Where SAP and Codestone fit
For organisations running SAP Business One, SAP Business ByDesign, or SAP S/4HANA, the decision-first approach has a specific implication.
Across the SAP ecosystem, AI and machine learning capabilities increasingly sit close to the workflows where business decisions are made, from embedded analytics and predictive planning to automation and anomaly detection. The real work is making sure the right data, workflows, and decision points are in place before those capabilities are applied.
This is where Codestone’s role is most direct. Before any AI capability is activated, the questions we ask are: which decision is this meant to improve, is the data it relies on in good enough shape, and what does the before-and-after metric look like? Those three questions, in that order, are what separate an AI programme that produces board-level ROI from one that produces a list of use cases nobody can value.
The organisations getting the most from AI tend to be the most disciplined about defining what they need it to improve before they build anything. Technological ambition rarely determines outcomes.
What this means for the board conversation
The next time AI ROI comes up in a board meeting, the answer needs to be a set of business outcomes with before-and-after metrics attached. A list of tools deployed or hours saved will not hold the room.
The Board has read the same reports as everyone else. The question is whether this organisation is getting return from its investment, specifically and measurably, in areas that matter to the business.
That answer requires outcomes to have been defined before the tools were turned on. For most organisations, it is not too late to reframe the programme. But the longer it runs on tool metrics rather than outcome metrics, the harder that board conversation becomes.

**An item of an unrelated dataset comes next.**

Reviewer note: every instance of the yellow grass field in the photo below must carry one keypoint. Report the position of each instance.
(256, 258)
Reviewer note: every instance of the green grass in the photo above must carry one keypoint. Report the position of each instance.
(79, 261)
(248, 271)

Codestone built the AI Endgame series to give SMB and mid-market businesses the same quality of AI strategic thinking that larger organisations pay significant consulting fees for. All four sessions are available on demand. Or get in touch directly to talk through what a decision-first AI roadmap looks like for your business.

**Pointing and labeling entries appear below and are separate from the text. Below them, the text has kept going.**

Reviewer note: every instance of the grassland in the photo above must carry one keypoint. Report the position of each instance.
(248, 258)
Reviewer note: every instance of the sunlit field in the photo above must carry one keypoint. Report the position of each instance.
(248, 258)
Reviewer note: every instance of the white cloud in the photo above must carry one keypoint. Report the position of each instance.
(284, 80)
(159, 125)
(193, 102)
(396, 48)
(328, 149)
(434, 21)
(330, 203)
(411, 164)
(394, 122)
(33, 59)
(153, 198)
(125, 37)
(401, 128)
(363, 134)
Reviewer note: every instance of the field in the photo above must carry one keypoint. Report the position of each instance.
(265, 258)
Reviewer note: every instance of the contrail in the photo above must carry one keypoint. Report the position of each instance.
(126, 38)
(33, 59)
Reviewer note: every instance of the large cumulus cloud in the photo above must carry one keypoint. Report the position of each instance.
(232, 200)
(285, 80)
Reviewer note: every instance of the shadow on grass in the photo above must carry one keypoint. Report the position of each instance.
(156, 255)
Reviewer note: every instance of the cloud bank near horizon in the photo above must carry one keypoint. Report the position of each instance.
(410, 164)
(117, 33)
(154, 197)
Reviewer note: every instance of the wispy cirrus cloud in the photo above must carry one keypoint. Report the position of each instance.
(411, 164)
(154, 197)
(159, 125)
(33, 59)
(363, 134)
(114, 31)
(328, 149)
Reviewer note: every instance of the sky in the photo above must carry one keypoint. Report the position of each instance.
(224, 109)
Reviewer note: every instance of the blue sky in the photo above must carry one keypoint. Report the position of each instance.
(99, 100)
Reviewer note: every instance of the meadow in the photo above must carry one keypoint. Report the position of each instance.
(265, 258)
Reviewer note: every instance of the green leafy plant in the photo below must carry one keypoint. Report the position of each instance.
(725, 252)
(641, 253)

Frequently asked questions
Why do most AI programmes fail to prove ROI?
Because value is not defined before deployment begins. BCG found 74% of companies have yet to show tangible value from AI. The most common cause is that programmes are built around use cases that prove a tool works, not decisions that connect to metrics the board tracks.
What is the difference between a use case and a decision?

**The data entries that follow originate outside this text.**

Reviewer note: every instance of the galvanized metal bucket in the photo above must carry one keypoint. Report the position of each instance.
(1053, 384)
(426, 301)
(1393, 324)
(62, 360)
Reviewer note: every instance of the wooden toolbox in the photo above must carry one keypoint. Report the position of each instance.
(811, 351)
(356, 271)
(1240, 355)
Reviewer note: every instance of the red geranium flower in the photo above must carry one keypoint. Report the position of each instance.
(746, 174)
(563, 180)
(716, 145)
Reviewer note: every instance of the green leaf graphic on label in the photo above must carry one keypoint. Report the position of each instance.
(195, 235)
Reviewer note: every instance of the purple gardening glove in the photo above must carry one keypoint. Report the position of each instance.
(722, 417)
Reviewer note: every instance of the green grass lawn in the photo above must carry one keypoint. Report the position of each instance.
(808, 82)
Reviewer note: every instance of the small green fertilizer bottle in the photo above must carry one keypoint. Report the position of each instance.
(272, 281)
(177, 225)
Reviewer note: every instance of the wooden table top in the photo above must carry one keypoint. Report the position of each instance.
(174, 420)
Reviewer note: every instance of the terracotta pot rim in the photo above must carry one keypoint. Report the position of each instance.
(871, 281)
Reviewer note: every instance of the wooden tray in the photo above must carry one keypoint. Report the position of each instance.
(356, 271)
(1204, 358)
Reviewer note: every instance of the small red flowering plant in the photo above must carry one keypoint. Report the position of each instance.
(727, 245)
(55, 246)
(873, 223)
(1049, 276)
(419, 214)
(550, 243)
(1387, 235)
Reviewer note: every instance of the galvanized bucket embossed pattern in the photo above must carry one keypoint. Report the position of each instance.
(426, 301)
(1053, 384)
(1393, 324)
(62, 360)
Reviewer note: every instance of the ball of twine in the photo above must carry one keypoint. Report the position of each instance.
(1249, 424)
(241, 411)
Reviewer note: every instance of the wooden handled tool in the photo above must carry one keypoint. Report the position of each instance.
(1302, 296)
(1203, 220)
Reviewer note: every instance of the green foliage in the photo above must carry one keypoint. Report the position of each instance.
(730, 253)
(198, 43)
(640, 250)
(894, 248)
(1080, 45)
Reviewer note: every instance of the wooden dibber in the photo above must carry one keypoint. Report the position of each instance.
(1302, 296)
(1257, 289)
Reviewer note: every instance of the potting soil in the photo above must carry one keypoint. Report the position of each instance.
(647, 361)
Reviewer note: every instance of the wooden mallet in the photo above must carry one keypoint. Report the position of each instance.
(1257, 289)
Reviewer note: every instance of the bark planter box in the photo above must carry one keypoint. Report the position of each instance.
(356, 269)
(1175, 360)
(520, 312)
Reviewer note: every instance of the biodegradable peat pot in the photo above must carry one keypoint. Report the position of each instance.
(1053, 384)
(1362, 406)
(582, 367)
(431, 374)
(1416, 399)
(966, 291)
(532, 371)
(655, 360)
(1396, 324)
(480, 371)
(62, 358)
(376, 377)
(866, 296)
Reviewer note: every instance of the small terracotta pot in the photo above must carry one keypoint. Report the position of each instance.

A use case describes what AI can do. A decision describes what the business needs to do better. The use case is a means. The decision is the point. Starting with the decision keeps the programme anchored to outcomes the business already cares about and can measure.
How do you measure AI ROI before deployment?
Define the decision you want to improve, identify the metric that reflects it, and establish a baseline before any AI tool is switched on. Agree on a target and a review date. This makes the ROI case a measurement twelve months later, not a reconstruction.
Why does data quality affect AI ROI so often?
AI draws conclusions from the data it is given. If that data has gaps or reconciliation errors, the outputs will be unreliable regardless of the tool. Most AI programme failures we encounter trace back to data quality issues not identified before the project started.
What is the first step for a business building an AI ROI case?
Identify one decision that is currently being made with incomplete or delayed information. Map what changes commercially if that decision improves. Agree on the metric and the baseline before deploying anything. That is sufficient to build a credible Board-level business case for a first initiative.